What grellas was doing was coming up with alternate explanations based on intuition and rejecting the conclusions of those that did do an experiment. And he was doing so retroactively. That makes it not science, but what is often called a "just so story" and is technically called the ad hoc fallacy.

Speculation about how to do a better experiment is a great discussion to have, but both yourself and grellas are moving towards a perfect solution fallacy, where you are ignoring the data you have now, that tells you something interesting in favour of waiting for some ideal study in the future (that can somehow test underlying causes in a sociological problem, which is, as you say, extraordinarily difficult).

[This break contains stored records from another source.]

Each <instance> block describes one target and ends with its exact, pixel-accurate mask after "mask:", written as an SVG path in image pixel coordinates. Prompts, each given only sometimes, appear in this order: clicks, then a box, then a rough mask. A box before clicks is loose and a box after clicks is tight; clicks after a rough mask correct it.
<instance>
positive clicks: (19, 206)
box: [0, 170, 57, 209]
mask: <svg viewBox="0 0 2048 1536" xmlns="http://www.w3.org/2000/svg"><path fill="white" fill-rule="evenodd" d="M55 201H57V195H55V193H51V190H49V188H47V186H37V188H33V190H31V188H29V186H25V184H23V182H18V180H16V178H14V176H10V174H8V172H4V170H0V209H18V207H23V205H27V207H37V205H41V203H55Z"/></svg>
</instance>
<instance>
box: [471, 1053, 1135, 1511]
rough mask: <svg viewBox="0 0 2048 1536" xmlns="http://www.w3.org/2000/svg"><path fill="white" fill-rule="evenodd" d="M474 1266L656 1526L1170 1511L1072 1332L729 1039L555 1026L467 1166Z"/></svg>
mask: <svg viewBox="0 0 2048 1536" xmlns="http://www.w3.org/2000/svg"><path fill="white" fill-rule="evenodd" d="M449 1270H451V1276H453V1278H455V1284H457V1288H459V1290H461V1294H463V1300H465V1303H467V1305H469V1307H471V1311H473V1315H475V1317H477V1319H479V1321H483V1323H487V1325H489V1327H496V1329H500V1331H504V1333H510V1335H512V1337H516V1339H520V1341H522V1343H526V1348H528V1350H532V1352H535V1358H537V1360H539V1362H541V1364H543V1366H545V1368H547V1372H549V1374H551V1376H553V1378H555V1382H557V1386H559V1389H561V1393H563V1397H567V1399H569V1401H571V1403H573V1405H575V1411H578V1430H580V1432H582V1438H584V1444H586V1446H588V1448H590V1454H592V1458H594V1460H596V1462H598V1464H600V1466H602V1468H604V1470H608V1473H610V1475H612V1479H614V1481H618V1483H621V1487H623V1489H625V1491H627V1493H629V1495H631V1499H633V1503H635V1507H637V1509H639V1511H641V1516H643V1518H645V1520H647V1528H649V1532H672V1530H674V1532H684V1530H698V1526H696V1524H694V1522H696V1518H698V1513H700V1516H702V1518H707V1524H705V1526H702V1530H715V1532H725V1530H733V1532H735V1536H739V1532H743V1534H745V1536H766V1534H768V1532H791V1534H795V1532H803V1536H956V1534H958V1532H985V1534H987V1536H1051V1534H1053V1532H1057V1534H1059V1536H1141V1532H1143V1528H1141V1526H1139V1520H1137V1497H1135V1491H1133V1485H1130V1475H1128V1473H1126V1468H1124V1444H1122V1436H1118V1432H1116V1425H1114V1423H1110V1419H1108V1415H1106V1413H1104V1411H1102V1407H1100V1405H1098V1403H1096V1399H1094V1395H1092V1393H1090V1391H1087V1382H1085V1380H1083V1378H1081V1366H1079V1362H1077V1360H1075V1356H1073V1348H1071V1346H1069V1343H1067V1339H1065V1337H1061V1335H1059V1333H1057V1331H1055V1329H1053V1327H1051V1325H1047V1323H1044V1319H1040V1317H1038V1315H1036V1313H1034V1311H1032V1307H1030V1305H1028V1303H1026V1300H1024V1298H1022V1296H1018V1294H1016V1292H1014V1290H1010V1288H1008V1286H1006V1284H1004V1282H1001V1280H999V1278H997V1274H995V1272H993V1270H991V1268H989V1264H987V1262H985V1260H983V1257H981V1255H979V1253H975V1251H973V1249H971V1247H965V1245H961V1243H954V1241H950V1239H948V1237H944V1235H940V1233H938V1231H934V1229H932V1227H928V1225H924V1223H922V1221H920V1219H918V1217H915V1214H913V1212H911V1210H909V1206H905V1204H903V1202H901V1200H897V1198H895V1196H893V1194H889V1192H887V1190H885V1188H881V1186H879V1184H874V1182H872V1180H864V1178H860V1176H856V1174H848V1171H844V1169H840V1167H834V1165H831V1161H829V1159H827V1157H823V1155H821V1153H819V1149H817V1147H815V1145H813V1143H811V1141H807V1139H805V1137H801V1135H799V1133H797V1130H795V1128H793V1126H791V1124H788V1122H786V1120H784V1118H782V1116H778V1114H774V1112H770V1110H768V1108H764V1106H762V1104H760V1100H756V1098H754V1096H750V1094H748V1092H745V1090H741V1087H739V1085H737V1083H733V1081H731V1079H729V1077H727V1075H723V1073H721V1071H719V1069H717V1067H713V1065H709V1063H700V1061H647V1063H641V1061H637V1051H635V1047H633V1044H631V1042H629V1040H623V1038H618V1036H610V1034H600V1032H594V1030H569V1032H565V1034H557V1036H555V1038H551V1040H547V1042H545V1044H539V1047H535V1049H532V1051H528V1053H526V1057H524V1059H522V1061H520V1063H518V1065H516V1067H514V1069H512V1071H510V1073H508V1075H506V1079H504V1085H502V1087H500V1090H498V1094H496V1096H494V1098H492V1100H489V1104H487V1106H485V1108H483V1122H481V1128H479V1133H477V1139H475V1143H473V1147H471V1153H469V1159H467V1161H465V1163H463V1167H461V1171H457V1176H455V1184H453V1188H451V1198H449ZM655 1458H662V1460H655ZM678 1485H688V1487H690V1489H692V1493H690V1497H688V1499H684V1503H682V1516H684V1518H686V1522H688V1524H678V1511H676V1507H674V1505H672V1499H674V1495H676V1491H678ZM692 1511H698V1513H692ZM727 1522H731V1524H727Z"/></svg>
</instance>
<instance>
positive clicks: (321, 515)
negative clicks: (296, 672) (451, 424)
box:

This is a normal reaction to cognitive dissonance, find a flaw in the source that contradicts what you believe (it's correlational) and then you don't have to change your mind while you wait for a perfect solution. Seems to make sense but what you are actually doing is believing the narrative that has less evidence and then rationalizing that belief.

The idea of an accelerator actually running a controlled study is an interesting one, but the structure of such a study would mean that you would be very confident in getting lower returns than normal for that cohort. Maybe you would discover something that made it worthwhile from the data, but likely you would not. It would be great for everyone if someone did it, but no one wants to literally sabotage young entrepreneurs in order to maintain valid controls. Maybe you could use the same ethical arguments that medicine uses ... but it would be a hard sell.